Building (and settling) smart
However vulnerable news organizations may feel, it is time for the press
to develop a long-term strategy, as it did during the 1970s and 1980s when
it built modern libel law case by case on the frame provided by New York
Times vs. Sullivan. A long-term strategy to convince courts of the need
to give newsgathering a measure of protection will require some savvy judgments
about when to settle cases and when not to bring them at all. In other
words, when to hold ’em and when to fold ’em.
Those kind of judgments built American libel law into a coherent body
of cases providing substantial “breathing space” for the press to report
falsity in the search for truth.
Employing a smart litigation strategy means not only crafting persuasive,
carefully-tailored arguments but choosing cases with “good” facts. Obviously,
for instance, the law prefers to see reporters receive stolen documents
“over the transom” than to have them participate in their heist. Yet, some
forms of reportorial skullduggery or symbiosis with sources ought to be
permitted in the search for important truths about public affairs.
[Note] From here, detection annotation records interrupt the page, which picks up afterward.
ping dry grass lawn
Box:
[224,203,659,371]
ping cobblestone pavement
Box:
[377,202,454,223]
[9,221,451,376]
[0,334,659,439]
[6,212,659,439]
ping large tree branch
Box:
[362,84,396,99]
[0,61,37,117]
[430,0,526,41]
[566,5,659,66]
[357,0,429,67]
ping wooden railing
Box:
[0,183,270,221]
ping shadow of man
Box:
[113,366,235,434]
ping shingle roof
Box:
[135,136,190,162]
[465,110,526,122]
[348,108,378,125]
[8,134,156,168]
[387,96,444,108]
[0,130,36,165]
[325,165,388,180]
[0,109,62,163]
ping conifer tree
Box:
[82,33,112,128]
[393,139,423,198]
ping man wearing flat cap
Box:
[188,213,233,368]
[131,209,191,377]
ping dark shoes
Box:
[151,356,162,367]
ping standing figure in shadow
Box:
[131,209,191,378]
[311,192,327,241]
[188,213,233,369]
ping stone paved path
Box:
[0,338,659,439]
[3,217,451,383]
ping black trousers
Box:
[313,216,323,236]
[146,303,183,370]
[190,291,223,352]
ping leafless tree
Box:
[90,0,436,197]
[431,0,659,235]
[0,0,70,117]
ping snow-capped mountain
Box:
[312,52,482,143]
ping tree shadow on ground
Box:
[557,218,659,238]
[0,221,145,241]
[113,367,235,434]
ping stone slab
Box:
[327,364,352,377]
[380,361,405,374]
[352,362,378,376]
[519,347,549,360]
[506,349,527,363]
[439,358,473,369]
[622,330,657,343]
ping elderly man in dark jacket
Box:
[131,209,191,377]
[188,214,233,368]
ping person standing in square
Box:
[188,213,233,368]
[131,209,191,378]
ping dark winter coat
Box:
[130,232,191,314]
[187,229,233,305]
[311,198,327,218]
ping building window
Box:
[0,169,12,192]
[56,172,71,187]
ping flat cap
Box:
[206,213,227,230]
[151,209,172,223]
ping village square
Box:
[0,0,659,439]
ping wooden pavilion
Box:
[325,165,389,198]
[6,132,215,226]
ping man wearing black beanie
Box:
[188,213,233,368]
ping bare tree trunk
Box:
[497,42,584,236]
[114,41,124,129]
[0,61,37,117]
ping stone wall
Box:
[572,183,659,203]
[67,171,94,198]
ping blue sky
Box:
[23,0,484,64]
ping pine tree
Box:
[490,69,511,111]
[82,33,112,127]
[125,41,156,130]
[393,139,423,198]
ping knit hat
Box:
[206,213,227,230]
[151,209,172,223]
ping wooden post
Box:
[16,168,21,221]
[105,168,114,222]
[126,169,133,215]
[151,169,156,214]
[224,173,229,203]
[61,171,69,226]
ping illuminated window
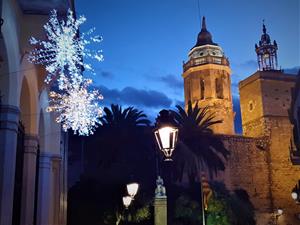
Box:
[216,78,224,98]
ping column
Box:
[21,135,38,225]
[37,152,52,225]
[0,105,20,225]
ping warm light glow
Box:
[292,192,298,200]
[123,196,132,208]
[158,127,174,148]
[154,127,178,158]
[127,183,139,198]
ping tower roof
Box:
[194,16,217,47]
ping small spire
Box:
[263,19,267,34]
[202,16,206,30]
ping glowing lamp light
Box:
[123,196,132,209]
[154,110,178,160]
[291,180,300,204]
[291,191,298,201]
[277,208,283,216]
[127,183,139,200]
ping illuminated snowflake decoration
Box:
[47,79,103,136]
[29,9,103,89]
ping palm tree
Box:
[172,102,229,180]
[79,105,155,223]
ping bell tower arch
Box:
[182,17,234,134]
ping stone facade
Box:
[0,0,73,225]
[183,18,300,225]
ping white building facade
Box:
[0,0,74,225]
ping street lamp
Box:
[127,183,139,200]
[123,196,132,209]
[291,180,300,204]
[154,110,178,161]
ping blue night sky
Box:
[75,0,300,133]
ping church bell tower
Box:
[182,17,234,134]
[255,24,278,71]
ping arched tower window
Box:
[216,78,224,98]
[200,79,205,99]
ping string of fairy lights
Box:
[28,9,103,136]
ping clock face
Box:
[191,49,223,58]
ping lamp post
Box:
[291,180,300,204]
[122,196,132,209]
[274,208,283,225]
[154,110,178,161]
[154,110,178,224]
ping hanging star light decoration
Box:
[28,9,103,89]
[47,79,103,136]
[28,9,103,136]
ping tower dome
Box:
[194,16,217,47]
[255,23,278,71]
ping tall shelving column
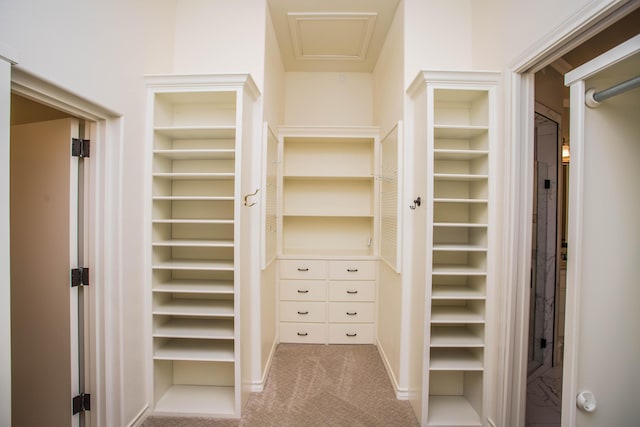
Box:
[410,72,498,427]
[148,75,260,417]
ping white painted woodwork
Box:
[408,71,499,426]
[10,119,78,426]
[562,36,640,427]
[0,57,11,425]
[147,75,262,418]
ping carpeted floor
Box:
[141,344,419,427]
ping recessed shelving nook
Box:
[147,75,258,417]
[410,71,498,427]
[279,126,378,257]
[278,126,379,344]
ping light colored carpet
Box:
[141,344,419,427]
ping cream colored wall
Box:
[260,1,284,388]
[373,3,404,135]
[471,0,621,69]
[263,8,284,127]
[284,72,373,126]
[373,4,406,400]
[173,0,267,85]
[0,0,156,425]
[404,0,478,84]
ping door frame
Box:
[0,64,124,426]
[496,0,640,426]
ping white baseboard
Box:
[376,337,409,400]
[127,405,150,427]
[249,339,278,393]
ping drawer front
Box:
[280,280,327,301]
[328,323,375,344]
[280,301,327,322]
[329,302,375,323]
[329,261,376,280]
[280,259,327,279]
[329,281,376,301]
[280,323,327,344]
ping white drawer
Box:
[329,302,375,323]
[280,259,327,279]
[329,261,376,280]
[280,301,327,322]
[280,323,327,344]
[329,280,376,301]
[329,323,375,344]
[280,280,327,301]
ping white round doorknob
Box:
[576,391,596,412]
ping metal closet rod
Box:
[585,76,640,108]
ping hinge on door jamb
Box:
[72,393,91,415]
[71,138,91,157]
[71,267,89,288]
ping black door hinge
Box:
[71,138,91,157]
[71,267,89,288]
[73,393,91,415]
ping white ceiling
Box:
[269,0,399,72]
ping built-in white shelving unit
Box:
[147,75,257,417]
[410,72,498,427]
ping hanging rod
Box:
[585,76,640,108]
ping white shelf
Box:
[433,124,489,139]
[151,260,234,271]
[427,396,482,427]
[433,244,487,252]
[153,196,235,203]
[153,172,235,180]
[431,326,484,347]
[429,348,483,371]
[154,125,236,139]
[153,339,235,362]
[153,318,234,340]
[153,279,233,294]
[152,239,234,248]
[153,148,236,160]
[154,385,235,416]
[431,306,484,323]
[151,218,235,224]
[152,298,234,317]
[431,285,485,300]
[432,265,487,276]
[433,173,489,181]
[433,148,489,160]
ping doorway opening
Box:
[9,93,91,427]
[521,6,640,427]
[526,104,566,427]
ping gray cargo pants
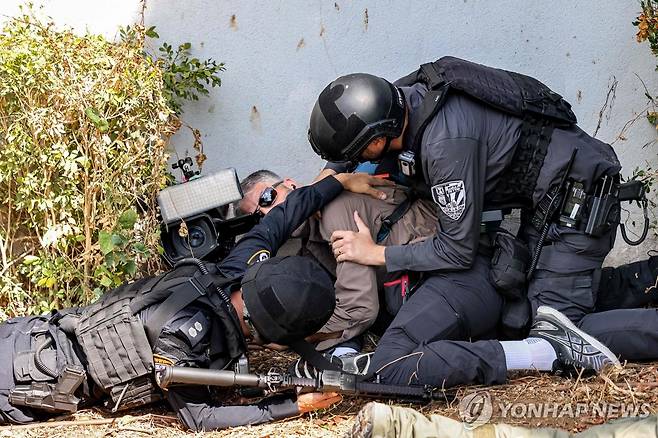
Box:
[306,187,437,350]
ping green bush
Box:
[633,0,658,234]
[0,14,180,318]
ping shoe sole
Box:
[537,306,621,372]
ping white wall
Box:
[0,0,658,260]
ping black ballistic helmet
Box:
[308,73,405,162]
[242,256,336,344]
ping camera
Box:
[158,168,258,266]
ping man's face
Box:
[361,137,386,161]
[238,178,296,215]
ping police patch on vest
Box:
[432,180,466,221]
[247,249,270,266]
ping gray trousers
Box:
[372,221,658,387]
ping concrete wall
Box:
[0,0,658,255]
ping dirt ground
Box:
[0,350,658,438]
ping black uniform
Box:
[0,177,342,430]
[346,83,658,386]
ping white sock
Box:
[331,347,358,357]
[500,338,557,371]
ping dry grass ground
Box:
[0,351,658,438]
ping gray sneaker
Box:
[288,353,373,379]
[528,306,620,373]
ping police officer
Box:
[0,175,381,430]
[309,57,658,385]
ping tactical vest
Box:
[395,56,577,208]
[61,261,246,411]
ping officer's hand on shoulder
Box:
[334,173,395,199]
[297,392,343,414]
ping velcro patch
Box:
[247,249,270,266]
[178,312,210,348]
[153,354,174,365]
[432,180,466,221]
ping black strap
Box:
[377,192,416,243]
[408,85,448,153]
[288,339,342,371]
[144,275,213,347]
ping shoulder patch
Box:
[153,354,174,365]
[247,249,270,266]
[432,180,466,221]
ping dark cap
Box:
[242,256,336,344]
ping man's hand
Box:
[331,211,386,266]
[334,173,395,199]
[297,392,343,414]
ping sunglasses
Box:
[254,181,283,217]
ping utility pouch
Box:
[105,375,162,412]
[489,229,530,299]
[9,365,86,413]
[384,271,423,315]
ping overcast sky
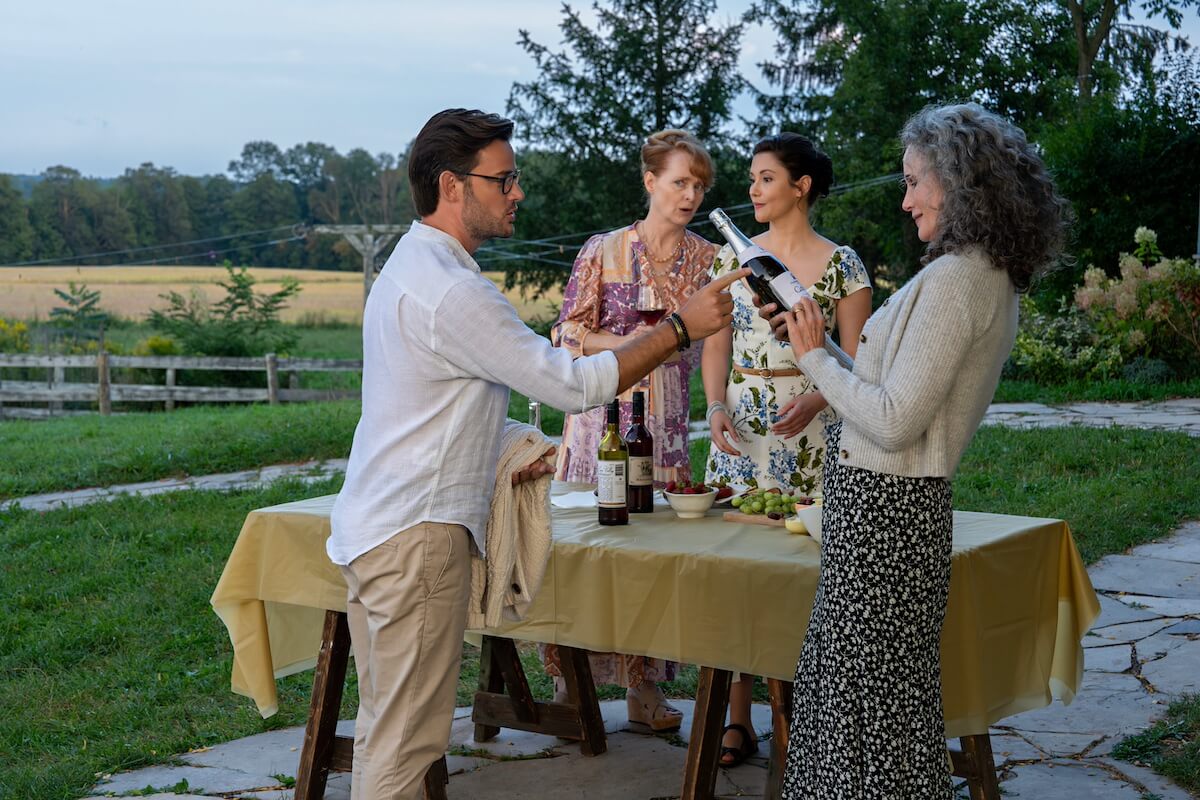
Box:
[0,0,1200,176]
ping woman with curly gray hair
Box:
[760,103,1068,800]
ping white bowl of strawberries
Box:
[662,480,732,519]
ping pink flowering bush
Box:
[1075,228,1200,377]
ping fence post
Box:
[266,353,280,405]
[96,350,113,416]
[50,367,66,413]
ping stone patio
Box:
[89,522,1200,800]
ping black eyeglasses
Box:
[458,169,521,194]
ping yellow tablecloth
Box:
[212,495,1099,736]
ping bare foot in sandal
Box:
[720,724,758,768]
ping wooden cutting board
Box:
[721,511,784,528]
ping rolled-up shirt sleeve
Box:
[550,234,604,357]
[431,278,618,414]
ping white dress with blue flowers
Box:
[706,245,871,494]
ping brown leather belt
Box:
[733,365,804,380]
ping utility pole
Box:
[308,225,408,307]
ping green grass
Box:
[0,401,359,499]
[992,379,1200,405]
[954,426,1200,564]
[691,426,1200,564]
[1112,694,1200,795]
[0,480,358,800]
[0,429,1200,800]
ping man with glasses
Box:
[326,109,749,800]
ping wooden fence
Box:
[0,353,362,417]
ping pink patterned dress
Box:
[551,225,716,487]
[549,220,716,687]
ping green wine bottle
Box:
[596,399,629,525]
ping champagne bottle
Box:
[596,399,629,525]
[625,392,654,513]
[708,209,854,369]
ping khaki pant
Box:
[342,522,470,800]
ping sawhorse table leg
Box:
[294,610,450,800]
[472,636,608,756]
[680,667,1001,800]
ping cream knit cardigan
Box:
[467,420,553,630]
[798,248,1018,479]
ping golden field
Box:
[0,266,563,323]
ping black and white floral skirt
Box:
[782,422,953,800]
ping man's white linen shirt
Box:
[325,222,618,565]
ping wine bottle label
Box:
[629,456,654,486]
[730,242,776,266]
[770,272,809,308]
[596,461,625,509]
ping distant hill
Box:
[8,174,116,199]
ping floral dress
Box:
[539,224,716,687]
[706,246,871,494]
We do not have to countenance lawbreaking as a protected newsgathering
technique to recognize that reporters should not be seen in nebulous situations
as common criminals. They have neither the criminal intent strictly required
by our criminal law nor the same purposes as mafioso.
In other times, courts might have readily agreed. In the 1960s, when
the press’ problems in court often sprang from its efforts to cover the
civil rights movement, news organizations made appealing litigants. A media
that shadows every move of Monica Lewinsky and encircles Washington’s federal
courthouse with satellite trucks to “cover” virtually nothing does not
evoke the same sympathy.
We can hardly be surprised that the press has fared badly in access
cases brought in the Paula Jones case and Kenneth Starr’s investigation.
“Driven by profit and intense competition, gossip, speculation, and innuendo
have replaced legitimate sources and attribution as the tools of the (journalistic)
trade,” fumed Judge Susan Webber Wright last spring when rejecting a media
challenge to her pretrial gag order. The press earns more than a judicial
tongue-lashing for bringing such claims — it sets adverse precedent.
The obvious corollary to settling or not pursuing unattractive cases
is selecting and shaping the right ones. Typically, the “right stuff” will
invoke core First Amendment principles, such as articles that expose serious
corruption in political institutions or report on powerful private influences
on our public life. Building broader constitutional protection for newsgathering
is ultimately good business, too. “Boy, I think the truth is great,” Ben
Bradlee said at a speech at Harvard in 1991. “You sell a lot of papers
from the truth.”
Sanford, a partner in the Washington office of Baker & Hostetler,
is a prominent First Amendment lawyer.
Bruce D. Brown of Baker & Hostetler contributed to this article.